When redesigning packaging where “less is more,” the idea for the change may come from Hormel’s R&D packaging team, a supplier, marketing, or even a customer request, but implementing the change is a collaborative effort, which includes machine builders.
“They are integral to the success of many of these projects,” said Oliver Ballinger, senior scientist, packaging R&D at Hormel Foods, in an interview with Packaging OEM. Working with packaging engineers and the production team, new designs are tested on the packaging line and OEM feedback is provided on how changes perform on the equipment.
The design engineers utilize CAD and different 3D and simulation software for strength comparison of sustainable materials, Ballinger explained, noting examples of weak points on a bottle or digital top load strength. But much of the change comes from the creative solutions — the “what if” questions asked by engineers that lead to the ultimate solution.
The “what if” simulations can be done to determine where material distribution needs to be to maximize the strength of a bottle and accurately portray what the strength will be once bottles are physically produced, Ballinger said. “Without that technology, or with inaccuracies in that technology, it adds time, complexity, and cost to need to physically produce trial molds for bottles to be manufactured and tested just to find out they didn’t meet the strength requirements or had quality defects.”
When new materials are used, they go through evaluations, including barrier, abuse, machine runnability, shelf-life, etc., before they become viable. After successful completion of those evaluations, the material goes through a series of pre-commercialization tests before full approval. If new equipment is utilized, a parallel path of factory acceptance testing (FAT) occurs with the equipment.
Food waste factors in
New sustainable designs are not only focused on reducing packaging waste but also food waste.

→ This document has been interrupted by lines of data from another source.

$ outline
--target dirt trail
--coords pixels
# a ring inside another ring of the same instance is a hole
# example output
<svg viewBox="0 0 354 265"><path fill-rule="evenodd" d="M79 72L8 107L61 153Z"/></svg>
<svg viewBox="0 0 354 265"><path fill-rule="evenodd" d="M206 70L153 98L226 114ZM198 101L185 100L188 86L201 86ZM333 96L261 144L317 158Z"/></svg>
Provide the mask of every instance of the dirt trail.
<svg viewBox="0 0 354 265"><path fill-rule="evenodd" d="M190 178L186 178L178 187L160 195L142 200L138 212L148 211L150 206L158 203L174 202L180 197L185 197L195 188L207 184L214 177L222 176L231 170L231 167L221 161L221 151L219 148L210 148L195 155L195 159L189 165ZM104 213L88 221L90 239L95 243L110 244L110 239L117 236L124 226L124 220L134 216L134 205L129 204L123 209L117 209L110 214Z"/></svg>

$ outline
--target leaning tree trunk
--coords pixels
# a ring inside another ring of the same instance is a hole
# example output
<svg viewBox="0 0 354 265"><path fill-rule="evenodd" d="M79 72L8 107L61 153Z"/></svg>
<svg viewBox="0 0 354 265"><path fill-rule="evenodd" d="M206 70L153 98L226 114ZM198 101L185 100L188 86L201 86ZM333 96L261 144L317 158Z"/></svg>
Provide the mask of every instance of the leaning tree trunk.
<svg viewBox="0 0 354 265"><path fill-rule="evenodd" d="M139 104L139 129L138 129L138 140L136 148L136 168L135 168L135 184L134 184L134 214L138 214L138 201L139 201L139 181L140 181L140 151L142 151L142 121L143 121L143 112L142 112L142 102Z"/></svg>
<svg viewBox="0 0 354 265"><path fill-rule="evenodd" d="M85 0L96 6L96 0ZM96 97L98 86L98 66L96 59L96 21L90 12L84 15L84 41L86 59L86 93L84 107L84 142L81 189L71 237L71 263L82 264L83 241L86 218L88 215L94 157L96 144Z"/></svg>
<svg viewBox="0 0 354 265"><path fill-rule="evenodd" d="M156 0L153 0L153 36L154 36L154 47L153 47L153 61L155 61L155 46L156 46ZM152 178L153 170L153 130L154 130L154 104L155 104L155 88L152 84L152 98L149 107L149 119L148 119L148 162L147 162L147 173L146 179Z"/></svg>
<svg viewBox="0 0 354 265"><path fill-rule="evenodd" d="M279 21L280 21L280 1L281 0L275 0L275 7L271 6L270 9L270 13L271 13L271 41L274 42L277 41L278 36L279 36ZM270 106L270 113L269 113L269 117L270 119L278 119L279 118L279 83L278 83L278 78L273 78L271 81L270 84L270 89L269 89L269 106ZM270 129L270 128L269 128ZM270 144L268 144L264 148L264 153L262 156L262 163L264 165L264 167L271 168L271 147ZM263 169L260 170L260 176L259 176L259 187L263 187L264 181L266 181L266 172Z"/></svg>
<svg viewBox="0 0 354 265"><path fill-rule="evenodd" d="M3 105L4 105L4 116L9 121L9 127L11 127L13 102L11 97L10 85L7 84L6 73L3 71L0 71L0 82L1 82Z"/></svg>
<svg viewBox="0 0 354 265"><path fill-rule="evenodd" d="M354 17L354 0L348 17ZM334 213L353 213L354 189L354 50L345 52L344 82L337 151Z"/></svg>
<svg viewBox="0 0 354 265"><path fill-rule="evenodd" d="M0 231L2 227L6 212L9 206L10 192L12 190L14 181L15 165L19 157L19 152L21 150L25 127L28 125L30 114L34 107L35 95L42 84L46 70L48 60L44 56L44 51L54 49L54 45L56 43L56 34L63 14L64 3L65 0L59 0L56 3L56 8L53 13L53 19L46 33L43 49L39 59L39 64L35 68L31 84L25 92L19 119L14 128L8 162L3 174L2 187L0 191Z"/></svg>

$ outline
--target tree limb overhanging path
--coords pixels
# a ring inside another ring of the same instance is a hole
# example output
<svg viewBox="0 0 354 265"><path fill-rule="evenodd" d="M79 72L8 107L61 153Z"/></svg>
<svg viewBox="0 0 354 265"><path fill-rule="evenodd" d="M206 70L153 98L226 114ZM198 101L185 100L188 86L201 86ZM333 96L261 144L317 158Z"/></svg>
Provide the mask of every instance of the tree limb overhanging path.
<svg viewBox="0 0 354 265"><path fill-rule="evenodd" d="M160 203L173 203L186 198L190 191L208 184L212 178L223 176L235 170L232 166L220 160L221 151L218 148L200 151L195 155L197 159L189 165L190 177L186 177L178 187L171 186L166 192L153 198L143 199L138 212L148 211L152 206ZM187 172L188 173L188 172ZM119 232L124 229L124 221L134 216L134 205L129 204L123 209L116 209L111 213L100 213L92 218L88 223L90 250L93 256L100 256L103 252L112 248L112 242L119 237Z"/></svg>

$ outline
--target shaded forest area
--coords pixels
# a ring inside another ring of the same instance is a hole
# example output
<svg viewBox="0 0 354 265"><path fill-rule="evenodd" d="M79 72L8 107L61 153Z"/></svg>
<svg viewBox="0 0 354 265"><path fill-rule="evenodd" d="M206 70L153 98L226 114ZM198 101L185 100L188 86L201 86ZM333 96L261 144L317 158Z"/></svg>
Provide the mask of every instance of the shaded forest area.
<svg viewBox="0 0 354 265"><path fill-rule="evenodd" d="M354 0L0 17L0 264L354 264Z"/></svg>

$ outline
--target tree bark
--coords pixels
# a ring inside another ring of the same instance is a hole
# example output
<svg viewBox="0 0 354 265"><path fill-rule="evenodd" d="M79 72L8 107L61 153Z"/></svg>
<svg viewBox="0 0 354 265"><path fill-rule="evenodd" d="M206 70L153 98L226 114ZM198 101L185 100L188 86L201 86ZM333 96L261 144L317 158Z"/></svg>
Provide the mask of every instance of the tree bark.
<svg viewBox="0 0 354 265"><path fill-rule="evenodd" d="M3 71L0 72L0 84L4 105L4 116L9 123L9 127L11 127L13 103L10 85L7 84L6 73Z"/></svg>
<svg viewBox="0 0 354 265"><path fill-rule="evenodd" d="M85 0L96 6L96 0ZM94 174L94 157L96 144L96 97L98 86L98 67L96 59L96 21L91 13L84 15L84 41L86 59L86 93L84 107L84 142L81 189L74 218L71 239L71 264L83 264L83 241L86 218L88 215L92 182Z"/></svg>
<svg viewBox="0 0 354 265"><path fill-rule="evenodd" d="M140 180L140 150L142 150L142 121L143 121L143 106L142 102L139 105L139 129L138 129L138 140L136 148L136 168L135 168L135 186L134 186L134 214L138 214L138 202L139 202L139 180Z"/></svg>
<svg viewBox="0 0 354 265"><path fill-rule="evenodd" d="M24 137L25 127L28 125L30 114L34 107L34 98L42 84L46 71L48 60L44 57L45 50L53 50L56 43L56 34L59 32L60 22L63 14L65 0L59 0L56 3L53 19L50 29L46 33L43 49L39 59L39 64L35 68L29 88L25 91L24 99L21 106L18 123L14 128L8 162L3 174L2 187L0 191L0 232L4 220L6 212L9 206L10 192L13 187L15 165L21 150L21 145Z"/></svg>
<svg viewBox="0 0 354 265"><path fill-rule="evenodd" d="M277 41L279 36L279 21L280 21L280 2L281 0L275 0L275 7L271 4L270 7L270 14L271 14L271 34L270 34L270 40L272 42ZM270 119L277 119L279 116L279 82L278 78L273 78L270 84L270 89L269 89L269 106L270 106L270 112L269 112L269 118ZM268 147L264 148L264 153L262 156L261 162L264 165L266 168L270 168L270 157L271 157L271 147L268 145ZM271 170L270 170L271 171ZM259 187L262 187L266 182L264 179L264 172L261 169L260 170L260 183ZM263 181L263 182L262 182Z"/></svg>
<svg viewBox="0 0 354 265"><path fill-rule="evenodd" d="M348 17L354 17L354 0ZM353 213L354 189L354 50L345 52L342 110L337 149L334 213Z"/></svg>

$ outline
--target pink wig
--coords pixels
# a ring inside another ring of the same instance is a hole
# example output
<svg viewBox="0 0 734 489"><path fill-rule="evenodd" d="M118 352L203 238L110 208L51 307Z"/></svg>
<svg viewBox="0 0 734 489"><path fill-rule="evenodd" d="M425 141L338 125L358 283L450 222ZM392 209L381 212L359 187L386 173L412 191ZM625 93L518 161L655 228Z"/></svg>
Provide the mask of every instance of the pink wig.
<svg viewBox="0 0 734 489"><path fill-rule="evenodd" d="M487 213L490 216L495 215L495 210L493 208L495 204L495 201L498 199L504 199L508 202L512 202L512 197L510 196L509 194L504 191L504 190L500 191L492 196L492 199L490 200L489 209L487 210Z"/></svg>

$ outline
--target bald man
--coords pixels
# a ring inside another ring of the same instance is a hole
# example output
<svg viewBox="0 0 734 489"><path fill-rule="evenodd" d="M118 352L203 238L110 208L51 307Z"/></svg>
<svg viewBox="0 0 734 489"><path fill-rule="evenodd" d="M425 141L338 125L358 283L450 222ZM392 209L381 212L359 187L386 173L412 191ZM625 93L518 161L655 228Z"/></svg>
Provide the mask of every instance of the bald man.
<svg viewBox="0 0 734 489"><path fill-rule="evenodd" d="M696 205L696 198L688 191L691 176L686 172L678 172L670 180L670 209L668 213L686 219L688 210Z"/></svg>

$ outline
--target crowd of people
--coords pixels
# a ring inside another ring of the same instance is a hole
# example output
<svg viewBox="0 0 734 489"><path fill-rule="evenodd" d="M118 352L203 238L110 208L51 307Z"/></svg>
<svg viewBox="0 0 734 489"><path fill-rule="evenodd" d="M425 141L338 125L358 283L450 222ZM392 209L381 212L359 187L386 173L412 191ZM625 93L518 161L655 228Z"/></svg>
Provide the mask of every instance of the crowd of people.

“We don’t want to make a sustainable packaging change and have that change drastically reduce the shelf life of the product and therefore result in more food waste,” said Ballinger. “The same goes for proper package and product sizing. If we find out that consumers struggle to eat through a one-pound package of lunch meat and product consistently gets thrown away, then we need to look at making that package smaller to fit the need of the consumer.”
New equipment can be brought in pending the kind of product changes and equipment capabilities. “But in general, we try to make changes that work on current equipment,” said Ballinger.
As a result, OEMs always factor into the sustainability equation to make the necessary changes required on existing — or new — equipment.